Después de aquella tarde, en la que hablamos de poesía y de nuestras aficiones literarias, quedamos en mantener una correspondencia electrónica. Me dio una dirección de correo y comenzamos una relación epistolar que ha durado hasta hoy, casi quince años. Yo contestaba a sus correos al cabo de tres o cuatro semanas de recibirlos, necesitaba ese tiempo para meditar mi respuesta, pero ella, mucho más espontanea, me respondía casi de inmediato.
Durante todo este tiempo creo que llegué a conocerla muy a fondo, a comprender los entresijos de su espíritu, pese a que nunca me reveló su dirección, ni nada sobre su vida familiar o profesional. Ni siquiera su nombre auténtico. Argumentó que deseaba mantener dos vidas separadas: la real, que era la que compartía con la poesía y conmigo, y la impostada, que era por la que discurría el común de sus días. No insistí, me sentí afortunado por compartir la vida auténtica de Úrsula. 

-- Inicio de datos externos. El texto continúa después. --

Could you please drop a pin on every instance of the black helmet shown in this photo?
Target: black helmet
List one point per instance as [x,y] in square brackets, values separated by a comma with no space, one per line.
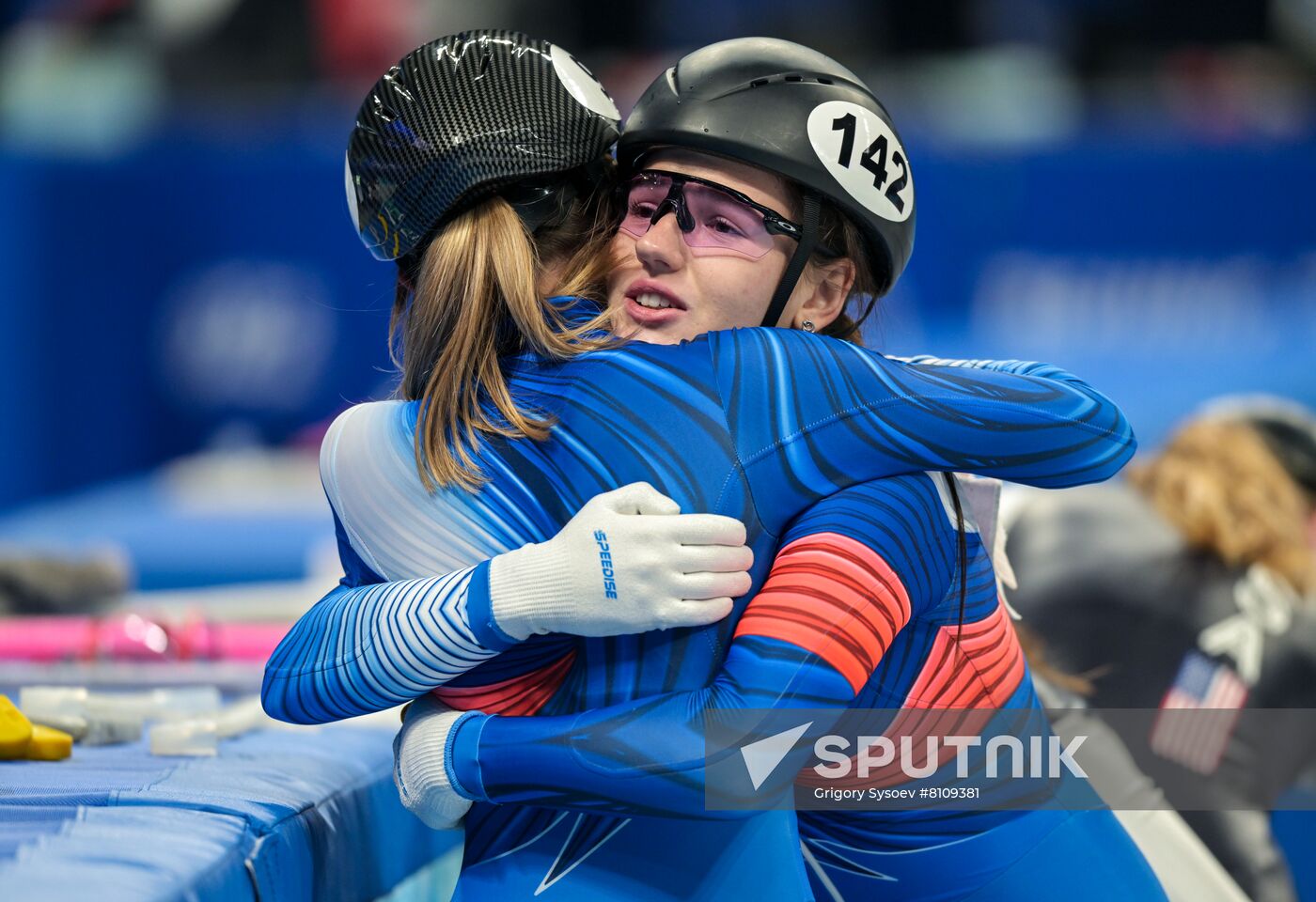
[464,117]
[795,112]
[1287,428]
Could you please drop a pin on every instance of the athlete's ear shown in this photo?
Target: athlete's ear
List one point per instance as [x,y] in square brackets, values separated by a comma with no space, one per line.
[825,287]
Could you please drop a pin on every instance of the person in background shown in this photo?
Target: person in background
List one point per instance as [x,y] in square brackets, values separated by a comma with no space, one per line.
[1190,585]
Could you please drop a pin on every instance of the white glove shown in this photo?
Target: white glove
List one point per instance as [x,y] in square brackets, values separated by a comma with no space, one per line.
[420,764]
[612,572]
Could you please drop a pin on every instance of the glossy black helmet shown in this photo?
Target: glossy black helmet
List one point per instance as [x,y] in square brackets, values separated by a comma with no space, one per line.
[795,112]
[464,117]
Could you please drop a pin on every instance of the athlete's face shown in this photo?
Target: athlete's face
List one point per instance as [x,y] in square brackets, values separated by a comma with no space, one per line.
[665,290]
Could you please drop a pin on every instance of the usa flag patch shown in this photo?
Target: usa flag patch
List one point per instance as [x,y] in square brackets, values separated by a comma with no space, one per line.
[1198,713]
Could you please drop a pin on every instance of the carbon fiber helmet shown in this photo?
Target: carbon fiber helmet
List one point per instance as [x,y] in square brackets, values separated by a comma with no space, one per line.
[1287,428]
[795,112]
[464,117]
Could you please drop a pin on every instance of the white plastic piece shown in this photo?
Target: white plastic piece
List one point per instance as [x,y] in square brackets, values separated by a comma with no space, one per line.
[99,718]
[195,737]
[243,717]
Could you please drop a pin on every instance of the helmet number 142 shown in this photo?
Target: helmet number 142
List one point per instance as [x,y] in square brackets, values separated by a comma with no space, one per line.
[878,167]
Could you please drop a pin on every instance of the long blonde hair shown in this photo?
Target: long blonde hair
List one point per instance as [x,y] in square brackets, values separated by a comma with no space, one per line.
[1219,484]
[471,297]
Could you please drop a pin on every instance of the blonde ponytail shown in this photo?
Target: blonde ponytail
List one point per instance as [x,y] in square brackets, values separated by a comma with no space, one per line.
[1219,484]
[470,300]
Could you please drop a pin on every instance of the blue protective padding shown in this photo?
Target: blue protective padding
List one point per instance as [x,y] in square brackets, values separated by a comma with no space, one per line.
[168,545]
[1295,832]
[275,816]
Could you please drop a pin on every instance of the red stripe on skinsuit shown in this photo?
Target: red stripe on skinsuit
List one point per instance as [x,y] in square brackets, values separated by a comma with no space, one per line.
[833,596]
[520,695]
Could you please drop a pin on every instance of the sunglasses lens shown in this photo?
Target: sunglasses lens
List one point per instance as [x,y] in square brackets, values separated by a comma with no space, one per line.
[644,196]
[724,224]
[719,223]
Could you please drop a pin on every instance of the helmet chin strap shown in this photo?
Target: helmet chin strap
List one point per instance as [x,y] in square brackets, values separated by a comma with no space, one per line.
[803,250]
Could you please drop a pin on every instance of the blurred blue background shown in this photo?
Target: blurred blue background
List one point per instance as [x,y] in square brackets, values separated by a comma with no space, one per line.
[1121,188]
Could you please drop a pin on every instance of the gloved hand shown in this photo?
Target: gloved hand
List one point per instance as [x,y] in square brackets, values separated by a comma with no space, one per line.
[628,562]
[420,764]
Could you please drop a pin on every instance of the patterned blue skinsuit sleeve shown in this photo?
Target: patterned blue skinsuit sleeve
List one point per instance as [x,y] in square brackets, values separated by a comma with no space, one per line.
[828,413]
[647,756]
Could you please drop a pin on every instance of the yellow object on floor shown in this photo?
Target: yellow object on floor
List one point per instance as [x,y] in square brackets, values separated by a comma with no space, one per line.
[15,730]
[49,744]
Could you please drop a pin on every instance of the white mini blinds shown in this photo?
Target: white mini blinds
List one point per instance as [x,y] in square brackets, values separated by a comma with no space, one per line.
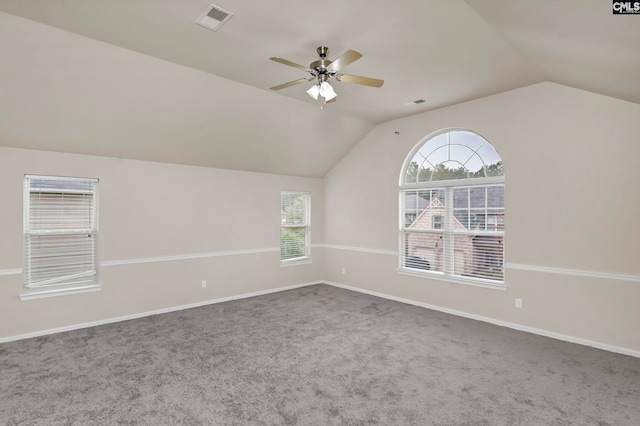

Al poco tiempo de conocerla me mudé a una ciudad centroeuropea, en cuya universidad había obtenido, primero, un puesto como lector, y más tarde uno de profesor, por lo que solo nos encontramos físicamente una decena de veces, siempre en su ciudad. En estas ocasiones almorzamos juntos cuando fue posible, compartimos un par de cenas, fuimos al cine y una vez al teatro, para ver Historia de una escalera, visitamos una exposición sobre La Tour y, siempre que el tiempo lo permitió, incluimos en nuestra cita un paseo por un parque. Ella tenía que volver a casa a una hora determinada y nunca avanzamos en una intimidad física más allá de fugaz beso en los labios que me dio una noche, tras escuchar una pieza de jazz que la conmovió especialmente.
No me parecía una mujer infeliz, al menos nunca se quejaba de su otra vida, ni de sus jefes (si es que los había), ni de su familia o su entorno social. Su interés estaba centrado en entender el mundo, no como una mera pretensión intelectual, sino comprender para absorber, para interiorizar.
—No ser en el mundo, sino ser el mundo —ese era su lema vital. 
A mí me reprochaba un exceso de intelectualismo. —Se puede no tener ni idea de solfeo, pero sentirse profundamente conmovida por el Winterrisse —exponía con firmeza. Yo le advertía, entonces, fingiendo reprobación, que no se pusiera maternal conmigo.
Esta mañana he recibido una carta suya, escrita con estilográfica y letra esmerada, me comunicaba el fin de nuestra relación, le ha parecido que nuestra despedida no podía hacerse por correo electrónico, que exigía la intimidad de la tinta y el papel. No me ha dado ninguna explicación, nunca lo hacía sobre nada. Dentro del sobre venía una grulla de origami, en cuyas alas había escrito: En nuestra amistad, con toda su sencillez, ha cabido una vida.